Tabu Keine Küsse in der Nacht

Tekst
Z serii: Tabu #6
0
Recenzje
Przeczytaj fragment
Oznacz jako przeczytane
Czcionka:Mniejsze АаWiększe Aa

*

Nach fünf Tagen waren sie ein eingespieltes Team. Morgens stand Katja mit auf, machte Frühstück, mittags kochte sie und abends saßen Katja und Benjamin mit Christian am Kamin, wenn Nelly eingeschlafen war. Die Arbeit im Weinberg war nun getan. Benjamin arbeitete im Keller. Manchmal saß Nelly auf einem Fass und schaute ihm bei der Arbeit zu.

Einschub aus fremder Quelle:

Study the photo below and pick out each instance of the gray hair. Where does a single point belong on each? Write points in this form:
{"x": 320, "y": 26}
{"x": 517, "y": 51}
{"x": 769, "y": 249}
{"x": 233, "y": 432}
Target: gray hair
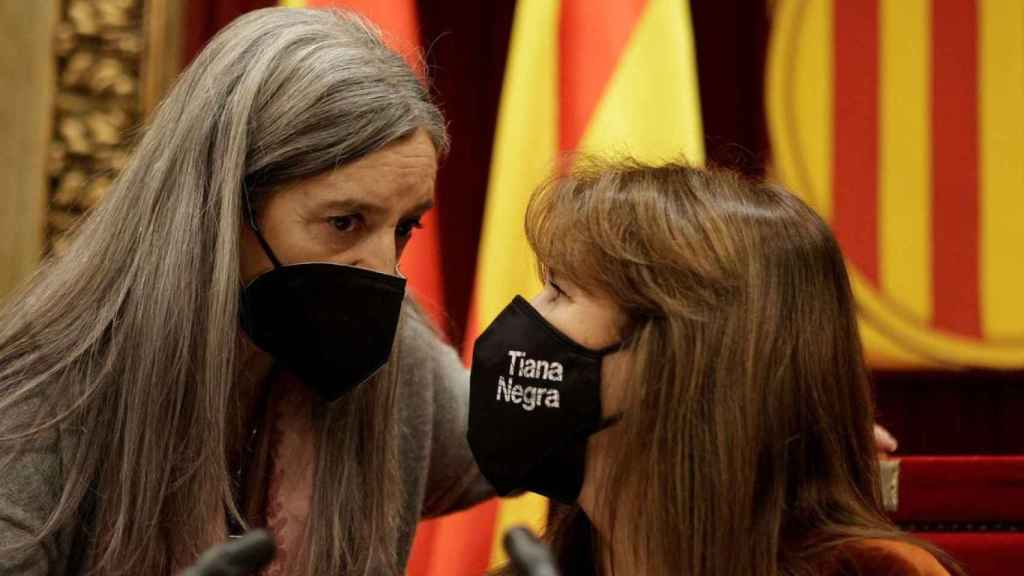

Die erste Woche der Schulferien war zu Ende. Christian kam, um sich zu verabschieden. Er würde zum Fliegen in der Nähe von München in einem Hotel einchecken.

„Ich muss doch meiner kleinen Prinzessin noch auf Wiedersehen sagen.“

Katja hatte Kaffee gekocht und nun saßen sie in der Küche und warteten auf Benjamin, der rasch zum Bäcker gefahren war.

Es klingelte und Katja hörte mit Entsetzen, wie die Tür aufging und Luise rief: „Christian, bist du hier?“

Christian war aufgestanden und schaute aus der Küchentür.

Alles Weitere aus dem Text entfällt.